Erbium‑doped fiber amplifiers have transformed long‑haul optical communications and laser technology, yet integrating erbium ions into photonic circuits remains impractical due to insufficient output power. The study aims to demonstrate a photonic integrated circuit–based erbium amplifier that overcomes this output‑power limitation. The authors use ion implantation of erbium into ultralow‑loss silicon nitride photonic integrated circuits, boosting soliton microcomb output power by 100× to meet low‑noise microwave generation and wavelength‑division multiplexing needs. The integrated erbium amplifier delivers 145 mW output power and >30 dB small‑signal gain, matching commercial fiber amplifiers and exceeding III‑V semiconductor amplifiers, and its gain enables miniaturization of fiber‑based devices such as high‑pulse‑energy femtosecond lasers.

Abstract

Erbium-doped fiber amplifiers revolutionized long-haul optical communications and laser technology.
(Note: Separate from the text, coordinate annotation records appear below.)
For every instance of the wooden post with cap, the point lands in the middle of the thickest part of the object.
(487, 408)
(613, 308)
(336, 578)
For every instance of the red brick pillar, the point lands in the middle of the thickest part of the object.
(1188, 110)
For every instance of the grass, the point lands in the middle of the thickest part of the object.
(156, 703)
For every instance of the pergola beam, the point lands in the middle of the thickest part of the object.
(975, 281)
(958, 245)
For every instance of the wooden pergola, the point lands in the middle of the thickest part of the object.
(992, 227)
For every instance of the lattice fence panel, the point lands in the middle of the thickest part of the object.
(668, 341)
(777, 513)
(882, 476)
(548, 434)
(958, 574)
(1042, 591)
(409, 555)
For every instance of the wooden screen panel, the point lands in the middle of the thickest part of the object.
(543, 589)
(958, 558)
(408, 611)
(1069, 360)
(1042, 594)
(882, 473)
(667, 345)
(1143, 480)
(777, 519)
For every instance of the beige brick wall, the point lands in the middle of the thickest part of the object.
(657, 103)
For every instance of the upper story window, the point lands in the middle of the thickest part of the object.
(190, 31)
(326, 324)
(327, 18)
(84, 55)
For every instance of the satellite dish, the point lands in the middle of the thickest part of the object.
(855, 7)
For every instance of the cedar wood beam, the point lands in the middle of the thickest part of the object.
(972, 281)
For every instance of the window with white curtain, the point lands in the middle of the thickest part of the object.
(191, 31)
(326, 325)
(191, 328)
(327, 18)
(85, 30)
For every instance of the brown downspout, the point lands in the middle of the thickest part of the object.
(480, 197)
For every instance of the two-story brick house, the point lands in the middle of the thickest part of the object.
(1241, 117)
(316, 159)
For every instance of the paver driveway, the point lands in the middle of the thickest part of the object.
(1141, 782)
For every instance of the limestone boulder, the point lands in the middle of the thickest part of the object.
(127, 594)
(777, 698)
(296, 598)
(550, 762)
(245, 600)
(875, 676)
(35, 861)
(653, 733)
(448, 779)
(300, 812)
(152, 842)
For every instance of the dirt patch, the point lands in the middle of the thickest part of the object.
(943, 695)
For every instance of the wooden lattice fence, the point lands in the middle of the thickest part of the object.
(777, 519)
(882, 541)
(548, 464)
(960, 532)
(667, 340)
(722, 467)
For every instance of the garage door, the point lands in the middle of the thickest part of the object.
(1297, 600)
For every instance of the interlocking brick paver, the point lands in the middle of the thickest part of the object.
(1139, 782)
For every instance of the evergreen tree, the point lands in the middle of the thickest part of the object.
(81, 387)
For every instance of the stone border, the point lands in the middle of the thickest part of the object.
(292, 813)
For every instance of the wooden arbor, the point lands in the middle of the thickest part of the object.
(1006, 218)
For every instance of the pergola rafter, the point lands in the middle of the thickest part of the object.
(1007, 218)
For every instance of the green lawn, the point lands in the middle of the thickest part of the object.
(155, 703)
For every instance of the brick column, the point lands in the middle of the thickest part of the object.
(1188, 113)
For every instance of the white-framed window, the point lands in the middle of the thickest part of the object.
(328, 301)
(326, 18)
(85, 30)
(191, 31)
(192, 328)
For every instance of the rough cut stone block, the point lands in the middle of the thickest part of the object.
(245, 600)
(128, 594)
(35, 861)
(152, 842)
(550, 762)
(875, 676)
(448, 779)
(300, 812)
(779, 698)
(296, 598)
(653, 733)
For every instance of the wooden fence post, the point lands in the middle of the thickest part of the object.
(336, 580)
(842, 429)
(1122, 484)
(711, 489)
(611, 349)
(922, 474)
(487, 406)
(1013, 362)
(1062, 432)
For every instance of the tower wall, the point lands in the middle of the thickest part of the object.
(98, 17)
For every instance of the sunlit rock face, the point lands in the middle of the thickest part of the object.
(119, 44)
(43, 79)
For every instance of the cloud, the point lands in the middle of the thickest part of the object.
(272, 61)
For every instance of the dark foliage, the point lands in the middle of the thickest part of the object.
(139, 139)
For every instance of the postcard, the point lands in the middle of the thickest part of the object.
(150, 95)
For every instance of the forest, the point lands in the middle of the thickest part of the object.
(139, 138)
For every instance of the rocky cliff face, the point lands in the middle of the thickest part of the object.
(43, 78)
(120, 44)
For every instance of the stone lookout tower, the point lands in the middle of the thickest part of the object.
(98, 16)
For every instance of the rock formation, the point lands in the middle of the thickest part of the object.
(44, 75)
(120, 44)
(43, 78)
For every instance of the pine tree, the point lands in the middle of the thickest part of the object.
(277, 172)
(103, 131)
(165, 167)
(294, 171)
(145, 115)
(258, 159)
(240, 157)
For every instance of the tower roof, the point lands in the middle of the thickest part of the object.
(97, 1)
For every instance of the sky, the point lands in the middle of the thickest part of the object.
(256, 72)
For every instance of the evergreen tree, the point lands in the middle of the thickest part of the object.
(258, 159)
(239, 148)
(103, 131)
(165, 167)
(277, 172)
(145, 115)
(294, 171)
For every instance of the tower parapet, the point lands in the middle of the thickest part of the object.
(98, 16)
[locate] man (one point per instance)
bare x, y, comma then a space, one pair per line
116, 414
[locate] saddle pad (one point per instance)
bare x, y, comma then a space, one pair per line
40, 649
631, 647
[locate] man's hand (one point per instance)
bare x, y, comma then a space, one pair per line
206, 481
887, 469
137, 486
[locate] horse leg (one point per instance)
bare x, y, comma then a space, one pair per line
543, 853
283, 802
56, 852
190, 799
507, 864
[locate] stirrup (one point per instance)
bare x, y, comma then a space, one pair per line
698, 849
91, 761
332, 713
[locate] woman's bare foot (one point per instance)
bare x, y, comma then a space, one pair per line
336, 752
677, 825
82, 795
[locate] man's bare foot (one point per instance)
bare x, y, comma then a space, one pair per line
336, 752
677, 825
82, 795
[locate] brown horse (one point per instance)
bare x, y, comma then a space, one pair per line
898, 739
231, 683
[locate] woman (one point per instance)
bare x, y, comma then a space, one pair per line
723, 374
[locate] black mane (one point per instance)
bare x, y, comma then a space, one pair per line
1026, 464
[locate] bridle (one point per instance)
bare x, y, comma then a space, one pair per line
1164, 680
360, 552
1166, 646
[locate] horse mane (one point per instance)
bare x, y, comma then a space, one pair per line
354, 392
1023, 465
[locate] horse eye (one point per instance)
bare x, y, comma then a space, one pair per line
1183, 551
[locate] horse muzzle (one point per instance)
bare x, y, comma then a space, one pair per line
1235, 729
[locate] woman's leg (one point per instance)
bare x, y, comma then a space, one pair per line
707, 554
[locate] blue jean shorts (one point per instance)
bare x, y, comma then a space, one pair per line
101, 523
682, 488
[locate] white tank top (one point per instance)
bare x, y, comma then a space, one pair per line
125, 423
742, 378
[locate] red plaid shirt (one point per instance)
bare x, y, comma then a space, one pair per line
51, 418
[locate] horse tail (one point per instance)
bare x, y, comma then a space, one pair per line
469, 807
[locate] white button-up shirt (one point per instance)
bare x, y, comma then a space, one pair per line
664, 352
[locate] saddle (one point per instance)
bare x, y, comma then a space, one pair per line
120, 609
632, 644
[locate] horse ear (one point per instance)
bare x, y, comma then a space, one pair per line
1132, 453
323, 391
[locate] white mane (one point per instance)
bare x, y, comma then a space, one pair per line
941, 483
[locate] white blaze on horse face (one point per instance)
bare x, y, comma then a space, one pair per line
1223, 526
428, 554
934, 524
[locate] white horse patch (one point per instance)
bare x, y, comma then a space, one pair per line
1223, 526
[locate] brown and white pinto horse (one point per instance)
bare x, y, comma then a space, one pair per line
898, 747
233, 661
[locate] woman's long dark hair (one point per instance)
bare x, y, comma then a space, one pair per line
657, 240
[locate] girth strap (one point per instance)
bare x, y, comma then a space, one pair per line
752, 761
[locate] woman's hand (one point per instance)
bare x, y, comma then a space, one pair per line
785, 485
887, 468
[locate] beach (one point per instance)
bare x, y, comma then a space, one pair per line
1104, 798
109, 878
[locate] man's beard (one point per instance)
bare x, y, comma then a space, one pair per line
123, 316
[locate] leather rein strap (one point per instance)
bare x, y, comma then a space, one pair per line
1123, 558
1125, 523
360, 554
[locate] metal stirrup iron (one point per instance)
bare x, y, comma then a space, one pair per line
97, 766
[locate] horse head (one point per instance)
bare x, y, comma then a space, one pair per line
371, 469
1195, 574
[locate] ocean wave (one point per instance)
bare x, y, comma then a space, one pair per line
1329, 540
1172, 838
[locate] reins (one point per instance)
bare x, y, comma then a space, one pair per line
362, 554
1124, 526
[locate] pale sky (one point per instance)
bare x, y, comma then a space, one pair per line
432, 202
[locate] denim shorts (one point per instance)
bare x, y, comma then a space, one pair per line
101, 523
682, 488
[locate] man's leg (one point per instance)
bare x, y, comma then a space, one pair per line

Erbium ions could provide a basis for efficient optical amplification in photonic integrated circuits but their use remains impractical as a result of insufficient output power. We demonstrate a photonic integrated circuit-based erbium amplifier reaching 145 milliwatts of output power and more than 30 decibels of small-signal gain-on par with commercial fiber amplifiers and surpassing state-of-the-art III-V heterogeneously integrated semiconductor amplifiers. We apply ion implantation to ultralow-loss silicon nitride (Si3N4) photonic integrated circuits, which are able to increase the soliton microcomb output power by 100 times, achieving power requirements for low-noise photonic microwave generation and wavelength-division multiplexing optical communications. Endowing Si3N4 photonic integrated circuits with gain enables the miniaturization of various fiber-based devices such as high-pulse-energy femtosecond mode-locked lasers.